Solving morphological analogies: from retrieval to generation
Esteban Marquer, Miguel Couceiro
TL;DR
This work addresses morphological analogies by framing them as analogical proportions and separating detection from solving. It introduces a dual embedding strategy (CNN-based and AE) and two neural modules, ANNc for analogy classification and ANNr for retrieval/generation, augmented with axiom-guided data augmentation. Through extensive multilingual evaluation on Siganalogies and Sigmorphon/JBATS data, ANNr paired with AE consistently outperforms symbolic baselines and rivals or surpasses generation-based methods, while ANNc aids reliable retrieval. The study demonstrates strong cross-language performance, robustness to initialization, and practical guidelines for applying DL to APs, highlighting the value of morphologically focused embeddings and axiom-informed training.
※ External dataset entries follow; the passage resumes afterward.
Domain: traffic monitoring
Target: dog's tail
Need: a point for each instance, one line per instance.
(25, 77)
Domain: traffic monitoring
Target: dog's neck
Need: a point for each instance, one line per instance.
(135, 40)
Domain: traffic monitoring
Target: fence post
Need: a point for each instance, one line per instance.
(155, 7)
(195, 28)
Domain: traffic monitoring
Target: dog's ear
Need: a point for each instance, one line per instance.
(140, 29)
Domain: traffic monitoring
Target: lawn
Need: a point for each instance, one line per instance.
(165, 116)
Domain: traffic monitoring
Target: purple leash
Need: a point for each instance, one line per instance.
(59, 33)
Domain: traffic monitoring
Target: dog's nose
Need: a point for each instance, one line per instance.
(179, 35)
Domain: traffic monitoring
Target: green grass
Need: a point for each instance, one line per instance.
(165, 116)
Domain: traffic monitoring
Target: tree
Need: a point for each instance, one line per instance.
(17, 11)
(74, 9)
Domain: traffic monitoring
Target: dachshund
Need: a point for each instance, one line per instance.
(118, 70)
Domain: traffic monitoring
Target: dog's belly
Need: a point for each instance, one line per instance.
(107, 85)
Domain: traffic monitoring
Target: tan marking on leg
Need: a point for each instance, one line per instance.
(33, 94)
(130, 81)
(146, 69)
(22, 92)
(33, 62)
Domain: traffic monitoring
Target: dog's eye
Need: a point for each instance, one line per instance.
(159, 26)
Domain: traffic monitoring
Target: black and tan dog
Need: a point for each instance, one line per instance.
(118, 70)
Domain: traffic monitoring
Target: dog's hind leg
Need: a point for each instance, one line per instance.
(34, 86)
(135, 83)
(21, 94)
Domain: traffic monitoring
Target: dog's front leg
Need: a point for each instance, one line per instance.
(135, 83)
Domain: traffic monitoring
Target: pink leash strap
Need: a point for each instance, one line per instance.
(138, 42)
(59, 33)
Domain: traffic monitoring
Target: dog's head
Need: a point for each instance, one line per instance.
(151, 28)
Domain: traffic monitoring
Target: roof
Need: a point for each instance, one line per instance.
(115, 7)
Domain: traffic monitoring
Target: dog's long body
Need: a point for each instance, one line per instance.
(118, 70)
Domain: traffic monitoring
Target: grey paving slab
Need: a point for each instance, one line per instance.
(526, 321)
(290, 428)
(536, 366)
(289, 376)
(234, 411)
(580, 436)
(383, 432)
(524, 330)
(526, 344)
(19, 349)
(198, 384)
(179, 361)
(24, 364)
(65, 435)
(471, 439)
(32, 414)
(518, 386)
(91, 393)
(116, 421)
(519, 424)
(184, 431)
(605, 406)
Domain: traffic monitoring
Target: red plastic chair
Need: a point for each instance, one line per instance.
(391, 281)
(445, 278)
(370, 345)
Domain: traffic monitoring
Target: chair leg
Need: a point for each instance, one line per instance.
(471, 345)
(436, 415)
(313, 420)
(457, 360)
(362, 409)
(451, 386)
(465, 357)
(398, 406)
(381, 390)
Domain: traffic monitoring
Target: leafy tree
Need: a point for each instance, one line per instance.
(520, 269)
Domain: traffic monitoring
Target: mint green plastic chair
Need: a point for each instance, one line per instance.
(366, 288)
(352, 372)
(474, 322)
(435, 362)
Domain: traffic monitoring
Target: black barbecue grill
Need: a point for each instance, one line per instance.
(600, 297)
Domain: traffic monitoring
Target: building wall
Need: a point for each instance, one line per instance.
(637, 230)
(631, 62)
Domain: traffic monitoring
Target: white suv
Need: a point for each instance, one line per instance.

Overall, the framework advances automatic handling of morphological analogies with high accuracy across diverse languages and offers actionable insights for future research and applications in NLP and linguistics.
Abstract
Analogical inference is a remarkable capability of human reasoning, and has been used to solve hard reasoning tasks. Analogy based reasoning (AR) has gained increasing interest from the artificial intelligence community and has shown its potential in multiple machine learning tasks such as classification, decision making and recommendation with competitive results. We propose a deep learning (DL) framework to address and tackle two key tasks in AR: analogy detection and solving. The framework is thoroughly tested on the Siganalogies dataset of morphological analogical proportions (APs) between words, and shown to outperform symbolic approaches in many languages. Previous work have explored the behavior of the Analogy Neural Network for classification (ANNc) on analogy detection and of the Analogy Neural Network for retrieval (ANNr) on analogy solving by retrieval, as well as the potential of an autoencoder (AE) for analogy solving by generating the solution word. In this article we summarize these findings and we extend them by combining ANNr and the AE embedding model, and checking the performance of ANNc as an retrieval method. The combination of ANNr and AE outperforms the other approaches in almost all cases, and ANNc as a retrieval method achieves competitive or better performance than 3CosMul. We conclude with general guidelines on using our framework to tackle APs with DL.